Surprising many observers who expected the deal to be blocked, the Federal Trade Commission will allow Google and AdMob to combine after a six-month investigation, despite its concerns about the loss of competition between what are now the two largest mobile advertising companies. The primary reason, the FTC said, was Apple’s acquisition in December of the third-largest mobile ad network, Quattro Wireless, and Apple’s subsequent launch of its own mobile ad network, iAd, as part of its iPhone applications package.

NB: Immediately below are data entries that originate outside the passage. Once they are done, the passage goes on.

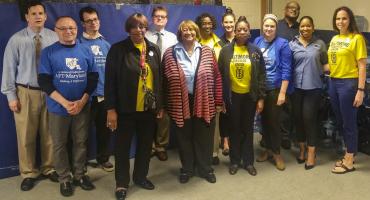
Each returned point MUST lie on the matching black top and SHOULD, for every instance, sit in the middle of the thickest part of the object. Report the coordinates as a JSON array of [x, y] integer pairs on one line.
[[284, 31], [223, 41], [122, 74]]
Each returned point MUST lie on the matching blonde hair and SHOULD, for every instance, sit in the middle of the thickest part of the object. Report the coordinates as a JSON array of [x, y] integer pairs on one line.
[[191, 25]]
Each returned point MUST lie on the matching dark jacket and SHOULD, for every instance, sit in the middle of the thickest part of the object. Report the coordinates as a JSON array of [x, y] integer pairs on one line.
[[122, 74], [257, 90], [283, 61]]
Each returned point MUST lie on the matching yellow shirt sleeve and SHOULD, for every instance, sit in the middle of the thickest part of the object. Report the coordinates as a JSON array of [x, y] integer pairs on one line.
[[140, 89], [361, 51]]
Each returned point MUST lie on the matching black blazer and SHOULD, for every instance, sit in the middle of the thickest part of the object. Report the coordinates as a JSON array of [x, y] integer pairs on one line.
[[122, 74]]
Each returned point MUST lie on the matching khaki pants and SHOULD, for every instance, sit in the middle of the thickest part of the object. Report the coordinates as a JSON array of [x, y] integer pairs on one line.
[[216, 137], [77, 126], [31, 120]]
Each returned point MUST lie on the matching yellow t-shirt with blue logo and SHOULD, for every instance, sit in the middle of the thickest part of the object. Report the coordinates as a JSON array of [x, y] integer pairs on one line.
[[240, 70], [343, 53], [140, 89], [212, 42]]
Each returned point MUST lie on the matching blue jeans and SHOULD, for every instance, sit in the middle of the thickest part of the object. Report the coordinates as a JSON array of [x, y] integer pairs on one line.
[[342, 93]]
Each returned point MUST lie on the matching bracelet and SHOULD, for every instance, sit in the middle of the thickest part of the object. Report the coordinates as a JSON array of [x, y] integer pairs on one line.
[[361, 89]]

"The Commission has reason to believe that Apple will become a strong mobile advertising competitor," the FTC said in a statement on the AdMob deal. "Apple not only has extensive relationships with application developers and users, but also is able to offer targeted ads (heretofore a strength of AdMob) by leveraging proprietary user data gleaned from users of Apple devices."

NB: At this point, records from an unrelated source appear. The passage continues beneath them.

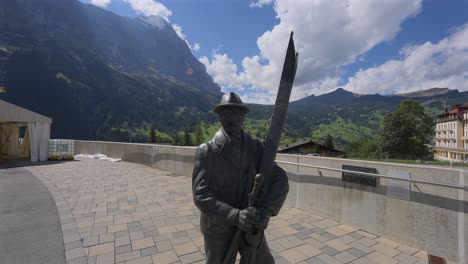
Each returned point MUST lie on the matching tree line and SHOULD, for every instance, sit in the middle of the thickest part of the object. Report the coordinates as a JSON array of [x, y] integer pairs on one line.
[[405, 133], [184, 138]]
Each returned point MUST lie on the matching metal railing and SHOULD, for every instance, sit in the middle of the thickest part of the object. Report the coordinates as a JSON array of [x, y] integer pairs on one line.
[[453, 186]]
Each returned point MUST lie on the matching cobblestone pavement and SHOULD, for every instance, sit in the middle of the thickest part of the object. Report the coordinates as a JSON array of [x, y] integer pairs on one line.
[[128, 213]]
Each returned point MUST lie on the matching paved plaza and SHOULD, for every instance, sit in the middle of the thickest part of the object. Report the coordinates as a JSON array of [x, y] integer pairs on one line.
[[120, 212]]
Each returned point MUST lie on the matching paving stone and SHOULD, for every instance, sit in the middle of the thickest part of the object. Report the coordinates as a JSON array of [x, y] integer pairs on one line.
[[101, 249], [106, 238], [107, 258], [143, 260], [165, 257], [378, 257], [337, 245], [142, 243], [123, 249], [386, 250], [308, 250], [149, 251], [120, 241], [127, 256], [81, 260], [329, 251], [73, 245], [356, 252], [191, 258], [292, 256], [74, 253], [185, 248], [345, 257], [90, 241], [126, 206], [405, 258], [407, 249], [388, 242]]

The FTC said Apple’s actions "should mitigate the anticompetitive effects of Google’s AdMob acquisition," particularly with the potential for other mobile advertising competitors to emerge.
Analysts said the decision is a major business win for Google, giving the search giant a clear market lead in the nascent smartphone advertising market. But the 5-0 FTC vote drew strong protest from consumer advocates and persistent Google critics, some of whom questioned whether Google’s increasing spending on lobbying in Washington had contributed to the outcome.
"I’m really incredulous," said John Simpson of Consumer Watchdog. "What they are saying is the No. 1 and the No. 2 can combine, and it’s not a problem because there is a No. 3 over there that is now owned by Apple. I find that incomprehensible."
Others, however, said the FTC’s decision was proper given the fact that the young smartphone advertising market is so unformed. "I think on balance that this is a proper position, for the FTC to be very, very watchful and be suspicious but not to jump too quickly," said Bert Foer, president of the American Antitrust Institute, a nonprofit group that advocates for competition in business.
Apple, Foer said, could turn out to be a bigger threat to mobile advertising competition, if the company were to follow through on the fears of many and use its control over developer license agreements to prevent them from writing applications for competitors like Google’s Android or Research In Motion’s BlackBerry.
If that were to happen, "chances are you’ll end up with a duopoly," Foer said. "You’ll have Apple and you’ll have Google, and it becomes too difficult for developers to write for additional platforms. Then it becomes too difficult for additional ad platforms to develop."
Google on Thursday announced that it has seen worldwide activations of Android smartphones balloon to more than 100,000 a day, from about 30,000 at the end of 2009, one measure of the importance of the AdMob decision.
The FTC decision "is great for Google," said Karsten Weide, an analyst with the research firm IDC who follows online advertising. "In terms of revenue, market share, audience reach and traffic and all those things, it’s going to put Google in a market leadership position."
Google said it hoped to close the AdMob deal in the "coming weeks."
"The decision is great news for the mobile advertising ecosystem as a whole," Susan Wojcicki, Google vice president of product management said in a writtenstatement. "This was reflected in the widespread industry support for our
Indeed, the FTC reached out to many Silicon Valley mobile software developers sometimes under subpoena in recent weeks to quiz them about the impact of the AdMob deal.
Chika Watanabe, vice president for business development with Mountain View-based Echofon, which writes software applications for the iPhone but not Android, said she spent at least five hours on the phone with FTC lawyers, arguing that the Google-AdMob deal could be an important counterbalance for Apple.
"The industry is just morphing so quickly," she said Friday, adding that with the approval of the deal, "the counterbalance is there" for Apple.
Many other developers, Watanabe said, made a similar argument to the government. "As a whole, maybe we had influence on their decision," she said.